固定資産・リース資産管理ソフトウェア大手のプロシップ(川久保真由美社長)は、4月1日から適用されるリース会計の新基準に準拠したリース会社向けのサービスを開始する。会計基準の変更を受け、企業では「リースオンバランス(貸借対照表への計上)」処理が求められ、従来よりも経理・会計処理の事務負担が増える。これに伴い、企業のリース利用が抑制されることになり、リースビジネスの減速が予測される。同社では、これらの課題を解決するためにリース会社が企業向けに提供するサービスとして定着させることを狙う。新サービスは、6月から提供を始める予定だ。

 新サービスは、リース会社を傘下にもつ住友信託銀行とシステム開発するNECと協業して提供する。プロシップはNECと自社の固定資産パッケージ「ProPlus」をベースに、新リース会計基準に準拠した帳票などをWeb経由で提供できるSaaSシステムを開発した。具体的には、NECが「ProPlus」を核にしたサービス基盤を提供し、コンサルティング会社のアビームコンサルティングの支援を受け、リース会社へ提供。企業はNECのERP(統合基幹業務システム)「EXPLANNER」と連携させて会計処理することができる。
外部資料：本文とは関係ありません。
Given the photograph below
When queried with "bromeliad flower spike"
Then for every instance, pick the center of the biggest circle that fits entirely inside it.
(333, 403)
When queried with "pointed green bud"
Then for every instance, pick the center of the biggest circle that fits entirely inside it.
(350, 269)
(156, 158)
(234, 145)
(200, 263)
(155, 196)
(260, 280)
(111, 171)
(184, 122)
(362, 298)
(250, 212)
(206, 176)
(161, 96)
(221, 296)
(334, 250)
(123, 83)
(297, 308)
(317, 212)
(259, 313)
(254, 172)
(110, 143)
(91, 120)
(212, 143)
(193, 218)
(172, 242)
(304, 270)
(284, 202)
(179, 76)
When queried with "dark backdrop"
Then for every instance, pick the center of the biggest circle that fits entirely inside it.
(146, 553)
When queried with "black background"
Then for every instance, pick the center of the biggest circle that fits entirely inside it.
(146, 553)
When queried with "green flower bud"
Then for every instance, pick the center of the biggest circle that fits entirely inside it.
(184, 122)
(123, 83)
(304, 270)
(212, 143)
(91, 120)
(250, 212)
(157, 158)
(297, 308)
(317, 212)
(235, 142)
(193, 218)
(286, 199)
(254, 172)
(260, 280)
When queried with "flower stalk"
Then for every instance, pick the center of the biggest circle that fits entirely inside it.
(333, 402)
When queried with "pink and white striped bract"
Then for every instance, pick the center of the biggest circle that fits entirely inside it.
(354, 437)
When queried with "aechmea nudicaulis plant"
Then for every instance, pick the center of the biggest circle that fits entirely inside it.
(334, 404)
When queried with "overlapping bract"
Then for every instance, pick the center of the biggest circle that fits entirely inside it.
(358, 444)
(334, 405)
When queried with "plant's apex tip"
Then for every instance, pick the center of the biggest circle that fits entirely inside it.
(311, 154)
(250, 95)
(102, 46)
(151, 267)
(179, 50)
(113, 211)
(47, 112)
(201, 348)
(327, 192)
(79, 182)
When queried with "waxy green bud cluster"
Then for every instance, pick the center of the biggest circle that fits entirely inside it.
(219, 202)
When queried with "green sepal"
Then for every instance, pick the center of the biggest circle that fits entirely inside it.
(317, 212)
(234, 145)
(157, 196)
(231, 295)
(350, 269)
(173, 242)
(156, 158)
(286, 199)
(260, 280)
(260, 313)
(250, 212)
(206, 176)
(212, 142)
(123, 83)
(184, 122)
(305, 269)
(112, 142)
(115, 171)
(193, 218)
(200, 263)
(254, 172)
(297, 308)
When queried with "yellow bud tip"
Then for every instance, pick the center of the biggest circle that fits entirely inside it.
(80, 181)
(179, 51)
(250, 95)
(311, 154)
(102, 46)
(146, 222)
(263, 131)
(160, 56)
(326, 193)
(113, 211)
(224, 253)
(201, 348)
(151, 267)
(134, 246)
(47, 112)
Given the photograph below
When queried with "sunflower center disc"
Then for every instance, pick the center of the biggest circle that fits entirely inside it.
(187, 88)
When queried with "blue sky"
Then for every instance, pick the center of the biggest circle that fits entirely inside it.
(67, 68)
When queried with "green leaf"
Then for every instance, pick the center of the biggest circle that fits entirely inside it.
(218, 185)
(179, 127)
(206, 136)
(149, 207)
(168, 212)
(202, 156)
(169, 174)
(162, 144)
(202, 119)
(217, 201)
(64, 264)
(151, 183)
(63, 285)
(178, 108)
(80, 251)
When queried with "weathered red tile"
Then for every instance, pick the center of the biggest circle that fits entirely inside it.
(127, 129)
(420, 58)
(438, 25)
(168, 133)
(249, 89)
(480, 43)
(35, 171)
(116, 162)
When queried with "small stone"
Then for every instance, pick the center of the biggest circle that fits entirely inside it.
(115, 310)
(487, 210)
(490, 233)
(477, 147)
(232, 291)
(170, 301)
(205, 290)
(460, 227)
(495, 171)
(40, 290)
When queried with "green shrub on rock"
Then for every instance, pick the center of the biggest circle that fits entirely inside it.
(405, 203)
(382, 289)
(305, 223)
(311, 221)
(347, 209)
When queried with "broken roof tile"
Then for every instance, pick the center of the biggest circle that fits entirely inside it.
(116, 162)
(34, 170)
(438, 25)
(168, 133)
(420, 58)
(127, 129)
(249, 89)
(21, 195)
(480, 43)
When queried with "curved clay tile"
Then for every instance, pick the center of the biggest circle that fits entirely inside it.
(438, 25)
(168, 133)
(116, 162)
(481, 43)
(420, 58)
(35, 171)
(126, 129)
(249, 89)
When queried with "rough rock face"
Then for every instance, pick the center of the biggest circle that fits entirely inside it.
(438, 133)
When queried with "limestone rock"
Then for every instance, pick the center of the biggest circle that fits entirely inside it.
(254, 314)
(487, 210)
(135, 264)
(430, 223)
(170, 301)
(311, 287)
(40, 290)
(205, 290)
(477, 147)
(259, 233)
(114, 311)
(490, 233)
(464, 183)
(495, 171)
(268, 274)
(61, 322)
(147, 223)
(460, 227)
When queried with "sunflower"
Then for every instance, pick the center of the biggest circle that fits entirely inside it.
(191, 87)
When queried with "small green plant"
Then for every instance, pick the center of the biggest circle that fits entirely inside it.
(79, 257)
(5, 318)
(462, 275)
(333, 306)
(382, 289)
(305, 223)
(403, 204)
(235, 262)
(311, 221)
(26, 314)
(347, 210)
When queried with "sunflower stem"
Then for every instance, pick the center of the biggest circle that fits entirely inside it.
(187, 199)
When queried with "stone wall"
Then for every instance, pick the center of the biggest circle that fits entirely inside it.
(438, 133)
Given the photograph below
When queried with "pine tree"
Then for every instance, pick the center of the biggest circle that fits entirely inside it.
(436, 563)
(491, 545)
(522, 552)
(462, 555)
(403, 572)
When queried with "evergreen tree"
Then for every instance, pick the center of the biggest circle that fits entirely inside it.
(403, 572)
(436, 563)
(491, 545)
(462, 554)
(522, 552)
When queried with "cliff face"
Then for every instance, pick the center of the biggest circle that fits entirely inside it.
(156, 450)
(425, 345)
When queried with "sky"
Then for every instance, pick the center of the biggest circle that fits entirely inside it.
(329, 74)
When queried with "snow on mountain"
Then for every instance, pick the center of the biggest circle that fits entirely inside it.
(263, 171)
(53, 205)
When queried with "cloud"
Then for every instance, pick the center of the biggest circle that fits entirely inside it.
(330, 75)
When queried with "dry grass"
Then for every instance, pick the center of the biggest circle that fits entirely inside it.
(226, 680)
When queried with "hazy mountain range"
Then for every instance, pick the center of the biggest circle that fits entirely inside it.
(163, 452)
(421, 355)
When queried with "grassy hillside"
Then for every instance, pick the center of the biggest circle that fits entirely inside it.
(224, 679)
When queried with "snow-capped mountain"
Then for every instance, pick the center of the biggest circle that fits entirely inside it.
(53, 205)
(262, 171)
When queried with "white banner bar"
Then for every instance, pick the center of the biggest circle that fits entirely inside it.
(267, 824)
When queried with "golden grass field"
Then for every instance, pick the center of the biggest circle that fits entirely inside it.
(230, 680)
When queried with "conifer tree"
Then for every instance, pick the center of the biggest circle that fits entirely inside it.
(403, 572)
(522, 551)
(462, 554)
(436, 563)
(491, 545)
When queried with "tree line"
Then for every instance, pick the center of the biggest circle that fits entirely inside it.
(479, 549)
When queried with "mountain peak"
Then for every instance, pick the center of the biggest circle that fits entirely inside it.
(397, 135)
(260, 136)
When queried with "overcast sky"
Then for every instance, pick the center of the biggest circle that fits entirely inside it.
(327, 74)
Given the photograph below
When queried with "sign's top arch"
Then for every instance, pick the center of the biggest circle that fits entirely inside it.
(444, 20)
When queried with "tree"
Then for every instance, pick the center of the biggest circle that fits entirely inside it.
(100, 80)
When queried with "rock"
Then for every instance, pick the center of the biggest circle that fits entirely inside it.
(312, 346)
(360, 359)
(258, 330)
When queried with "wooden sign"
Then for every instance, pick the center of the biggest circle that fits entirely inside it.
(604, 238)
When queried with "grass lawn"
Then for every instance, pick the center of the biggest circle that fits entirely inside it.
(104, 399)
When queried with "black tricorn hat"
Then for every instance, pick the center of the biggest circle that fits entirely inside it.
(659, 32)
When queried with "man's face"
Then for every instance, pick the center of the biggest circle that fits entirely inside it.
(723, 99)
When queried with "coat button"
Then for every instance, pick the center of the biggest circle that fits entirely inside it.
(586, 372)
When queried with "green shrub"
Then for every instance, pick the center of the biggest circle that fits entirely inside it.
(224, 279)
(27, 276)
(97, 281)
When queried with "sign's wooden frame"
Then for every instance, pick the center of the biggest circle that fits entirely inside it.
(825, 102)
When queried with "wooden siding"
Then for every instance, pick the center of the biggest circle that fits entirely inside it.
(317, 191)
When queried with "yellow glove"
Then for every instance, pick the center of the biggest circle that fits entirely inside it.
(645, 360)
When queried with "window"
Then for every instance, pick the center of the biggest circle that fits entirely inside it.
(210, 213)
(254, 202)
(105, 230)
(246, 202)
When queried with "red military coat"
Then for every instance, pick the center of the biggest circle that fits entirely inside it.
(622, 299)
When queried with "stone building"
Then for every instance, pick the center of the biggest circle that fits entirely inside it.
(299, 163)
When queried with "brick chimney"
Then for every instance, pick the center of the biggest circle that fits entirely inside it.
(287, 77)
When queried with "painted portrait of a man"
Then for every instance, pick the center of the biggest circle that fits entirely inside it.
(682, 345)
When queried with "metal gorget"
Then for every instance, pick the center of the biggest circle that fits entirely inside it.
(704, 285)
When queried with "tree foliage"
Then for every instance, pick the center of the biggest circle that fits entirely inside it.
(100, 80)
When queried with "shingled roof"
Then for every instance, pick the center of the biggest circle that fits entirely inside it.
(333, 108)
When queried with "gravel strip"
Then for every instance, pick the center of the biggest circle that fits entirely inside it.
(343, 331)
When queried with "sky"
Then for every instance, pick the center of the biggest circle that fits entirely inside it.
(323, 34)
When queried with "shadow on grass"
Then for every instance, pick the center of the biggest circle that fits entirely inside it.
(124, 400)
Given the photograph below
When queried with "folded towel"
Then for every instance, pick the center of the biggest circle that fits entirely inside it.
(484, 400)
 利用する側は、住友信託銀行の傘下にあるリース会社の住信リースと住信・松下フィナンシャルサービス、総合リースで九州最大手の九州リースサービスを予定している。リース会社は、新サービスを利用することで、新たなシステム開発負担を軽減できるほか、企業が必要な時にデータを出力するサービスを提供できる。利便性の高い新サービスにより企業の事務負担軽減などに貢献し、リース利用の減少を抑制することが見込まれる。

 プロシップは従来、「ProPlus」を会計システム開発やERP導入に実績のあるSIerなどと協業し、企業へ提供してきた。今回の新サービスは「新たな市場開拓の一環」(川久保社長)として他のリース会社へ展開を拡大する。すでに、メガバンク系列に属さない大手リース会社が利用を検討しているほか、地銀系などのリース会社に利用を呼びかけ、新たな市場を生み出す目論見だ。

 同社の今年度(2008年3月期)通期業績については、売上高が前年度比43.3%増の36億円、経常利益率は計画値の25%を超え30%に達する見通し。